The angel wiped its nose on its sleeve, then dropped back down into the kneeling position.
"Uhm," said Maggie. "Did you know you're alive?"
He looked up at her, then bowed his head again. "Kinda. I don't think I'm dead, at any rate."
"My teacher said that if you're an animal or a plant, then you're alive."
He seemed to consider this. "Well, I've covered in plants. Does that count?"
"I don't know, I didn't think to ask." Maggie suddenly felt quite embarrassed. It seemed like such a reasonable question to ask, too.
"Ah well," he said. "I bet being alive is overrated, anyways." He peered at her curiously. "You don't seem at all upset."
"About what?"
"That I'm almost-kinda alive."
She shrugged. "I beat Kevin at kickball today and got a happy face sticker on my art project."
He nodded as though it made perfect sense. To her surprise, the concrete at his neck didn't crumble or flake. It didn't look like stone when he moved. It looked like, well, skin. Rough, gray skin.
"Are you really an angel?" she said.
He shook his head. "I don't think so. If I am, nobody ever told me. I'm just here by myself."
"Oh," she said.
"Oh." He nodded.
There was a moment of awkward silence.
"So," she said eventually. "What's it like being a statue?"
He shrugged. "Not too bad, actually. Got a nice view of the cemetery. Get to see interesting people, watch them get buried. The families are always fun to watch. It's about fifty fifty split between those who do the wailing and gnashing of teeth thing and those who hold little parties."
Maggie remembered the colorful balloons and pinwheels she'd passed. Huh, go figure.
"Yes," he said. "On that whole I have a good gig here. Got one complaint, though." He rolled his shoulders. If he'd had real, individual feathers, they would have ruffled. "There's some lichen or moss or something growing on my back. Right in the middle, of course. Itches like crazy.
She winced in sympathy. "Ooh, don't you just hate it when that happens?" She had a thought. "Hang on a sec," she said, running off down the path.
"Not like I've got anywhere else to go."
She came back a few minutes later, this time with a trowel from the funerary services building. They probably wouldn't be needing it any time soon.
"Here," she said, ducking between wings to get to the spot. She scraped away some of the moss growing there before going back to the front.
"Oh thank you!" he said, a wide smile splitting his concrete face. "That's been bugging me for ages."
"You're welcome."
She looked up. What little sky there was showing through the trees and lilacs had turned a shade of orange-pink.
"It's getting late," she said. "I should get home."
"Do you have to?"
She nodded. "Mom and dad won't like me staying out."

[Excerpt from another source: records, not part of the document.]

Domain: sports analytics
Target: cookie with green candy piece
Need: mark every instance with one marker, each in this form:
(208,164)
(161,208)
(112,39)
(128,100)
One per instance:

It may have just been her imagination, but she could've sworn his wings drooped a bit. "'Kay," he said. He adjusted himself until he was back into the starting position he'd been in earlier.
"Come by again sometime," he said. "Hardly anyone stops by to talk to me these days."
"I will," she said. She made her way out of the lilacs, leaving him to sit and think. She made her way out of the cemetery and ran down her block. The sky was growing darker by the minute. She hadn't realized how long she'd been gone.
Well, she thought. That was. . .Huh. I wonder how long he's been there?
She trotted up the driveway. Both mom and dad's cars were there, meaning that she was-
"Magdalen Renee Vasquez!"
-in big trouble.
Her mother stormed out of the house and caught her on the porch. Maggie went without a fight, listening to first her mother, then her father, tell her exactly how much trouble she was in.
By the time bedtime had come around (which, in light of her being in trouble, was a lot sooner than usual), she had forgotten the stone angel entirely.